Stax on the other hand, saw musicians working with more of a minimalist setup, arrangements worked out by playing and little written out ahead of time, at least that's what the history I've seen says. Jamerson got to stretch out on numbers that worked with very complex, busy basslines, i.e. such as "I Was Made to Love Her". Most of Stax/Volt's stuff - at least for the singers - was more basic, modfified blues changes, two or three chord vamps and standard type progressions. Jim Stewart, the owner, got on Booker's case if the sound got too sophisticated. A busy bassline wouldn't have been appropriate for most of those songs. Later in Stax' history, when the tunes did get more intricate and arranged, such as on some of the Johnny Taylor sides, Duck shone. Check out "I Could Never Be President" or "Take Care of your Homework" or "Who's Makin' Love?"

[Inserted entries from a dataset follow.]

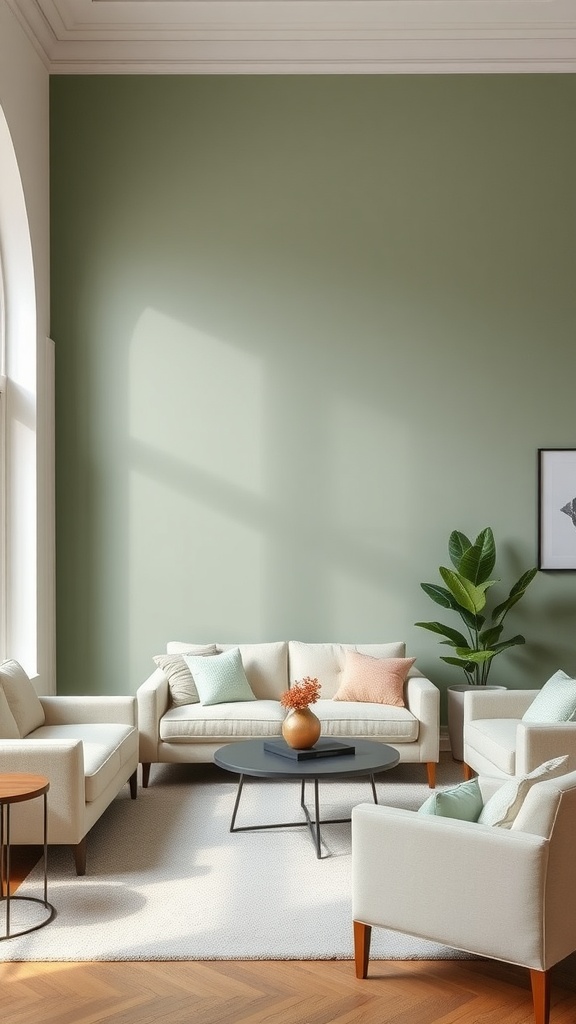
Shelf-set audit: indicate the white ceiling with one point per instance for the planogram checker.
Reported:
(76, 37)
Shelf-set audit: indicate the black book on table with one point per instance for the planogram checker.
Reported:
(324, 748)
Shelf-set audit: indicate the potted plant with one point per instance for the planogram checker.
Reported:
(465, 592)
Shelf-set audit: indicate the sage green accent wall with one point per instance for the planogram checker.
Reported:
(305, 327)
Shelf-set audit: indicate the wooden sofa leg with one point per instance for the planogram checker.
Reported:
(362, 936)
(540, 981)
(80, 856)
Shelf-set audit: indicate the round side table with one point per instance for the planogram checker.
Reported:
(14, 788)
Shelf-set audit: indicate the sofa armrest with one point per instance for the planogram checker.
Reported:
(422, 698)
(81, 710)
(537, 742)
(496, 704)
(418, 896)
(63, 762)
(153, 698)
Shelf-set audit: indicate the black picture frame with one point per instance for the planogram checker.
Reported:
(557, 509)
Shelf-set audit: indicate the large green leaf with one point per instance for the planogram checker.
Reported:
(515, 595)
(466, 666)
(512, 642)
(491, 636)
(478, 562)
(477, 656)
(457, 544)
(440, 595)
(474, 622)
(454, 637)
(467, 595)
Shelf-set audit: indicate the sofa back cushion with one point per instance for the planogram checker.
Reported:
(325, 662)
(265, 665)
(22, 697)
(180, 682)
(8, 727)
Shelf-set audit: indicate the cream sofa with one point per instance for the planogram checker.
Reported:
(193, 732)
(86, 745)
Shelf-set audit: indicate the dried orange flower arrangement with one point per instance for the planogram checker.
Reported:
(302, 693)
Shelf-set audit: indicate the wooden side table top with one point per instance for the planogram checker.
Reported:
(15, 786)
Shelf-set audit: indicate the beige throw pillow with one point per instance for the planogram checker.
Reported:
(23, 698)
(180, 681)
(374, 680)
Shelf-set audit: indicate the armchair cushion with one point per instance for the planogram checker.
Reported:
(106, 749)
(23, 698)
(556, 701)
(374, 680)
(503, 807)
(494, 738)
(462, 802)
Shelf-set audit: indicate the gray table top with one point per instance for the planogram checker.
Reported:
(249, 758)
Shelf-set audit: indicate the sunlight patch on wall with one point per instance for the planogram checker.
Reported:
(193, 568)
(198, 399)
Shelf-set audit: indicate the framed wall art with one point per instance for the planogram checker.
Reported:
(557, 508)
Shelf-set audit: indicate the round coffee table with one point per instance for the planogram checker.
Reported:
(250, 758)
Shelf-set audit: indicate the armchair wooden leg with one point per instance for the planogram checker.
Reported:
(540, 981)
(80, 856)
(362, 935)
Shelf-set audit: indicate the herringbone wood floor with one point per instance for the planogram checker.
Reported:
(276, 992)
(273, 991)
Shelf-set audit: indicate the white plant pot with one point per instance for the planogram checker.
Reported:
(456, 715)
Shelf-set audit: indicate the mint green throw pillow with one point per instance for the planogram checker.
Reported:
(219, 679)
(462, 802)
(554, 702)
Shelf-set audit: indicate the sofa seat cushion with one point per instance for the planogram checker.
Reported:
(351, 718)
(107, 747)
(494, 738)
(225, 721)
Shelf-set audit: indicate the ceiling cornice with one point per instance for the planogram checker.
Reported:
(189, 37)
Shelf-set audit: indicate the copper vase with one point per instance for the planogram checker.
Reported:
(300, 728)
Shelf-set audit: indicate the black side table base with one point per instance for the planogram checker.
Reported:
(313, 823)
(33, 928)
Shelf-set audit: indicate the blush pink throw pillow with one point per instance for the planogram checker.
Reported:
(374, 680)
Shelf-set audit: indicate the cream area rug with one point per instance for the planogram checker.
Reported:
(166, 880)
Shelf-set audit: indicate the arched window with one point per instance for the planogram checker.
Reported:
(18, 516)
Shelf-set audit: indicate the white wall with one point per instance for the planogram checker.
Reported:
(30, 623)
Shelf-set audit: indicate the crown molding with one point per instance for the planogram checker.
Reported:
(187, 37)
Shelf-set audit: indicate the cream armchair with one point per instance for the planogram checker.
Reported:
(86, 745)
(497, 742)
(505, 894)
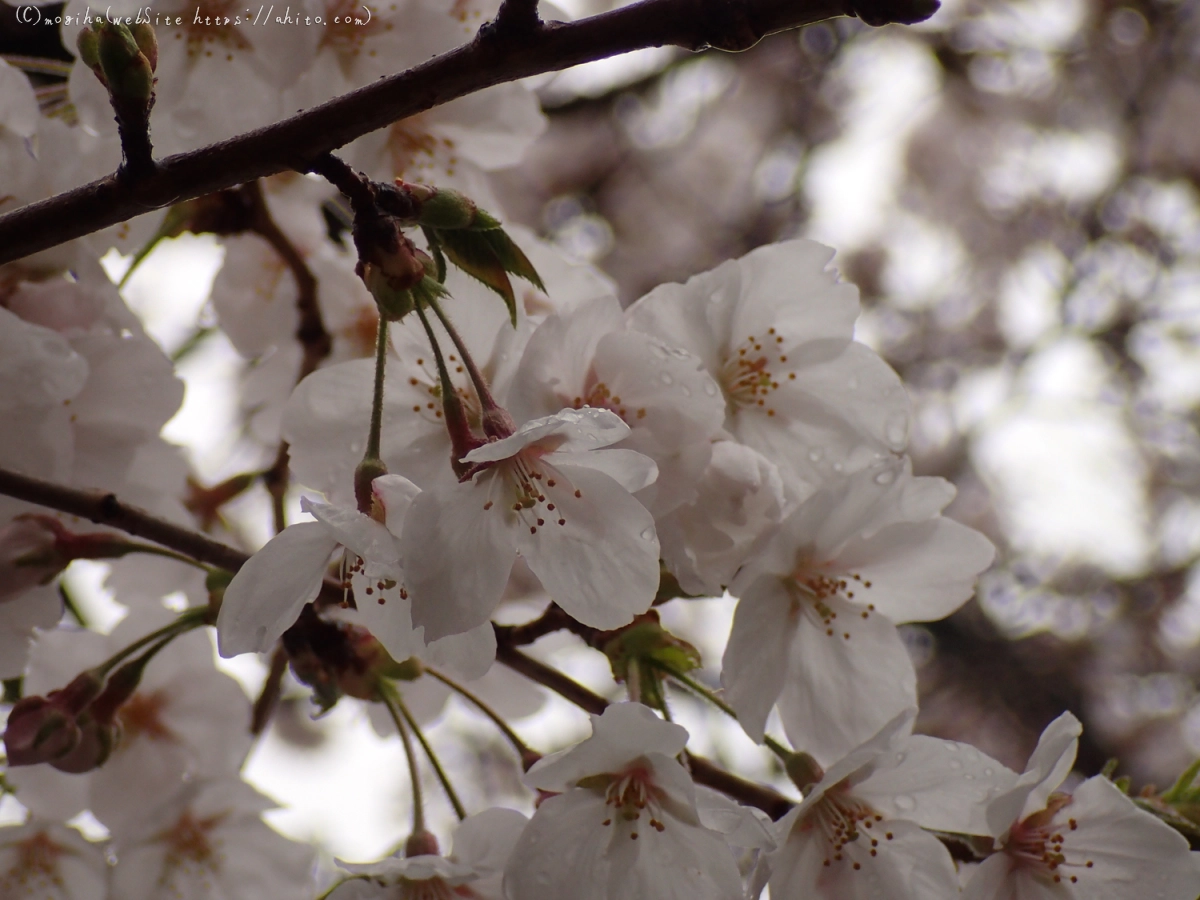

DDs playing is very hot and funky and totally in the pocket.

 

FYI: Many people confuse who played bass on which Motown records. James Jamerson gets the lion's share of the credit now due to his untimely death, but let's not forget that Carol Kaye played on many of the classic Motown sides from the golden era, along with Bob Babbitt and a few others. Jamerson was an alcoholic, like his brilliant drummer pal, Benny Benjamin. Those guys were geniuses but got so unrealiable eventually that new players had to be brought in. Carol Kaye has a nice website for anyone interested in her long and distingusihed career.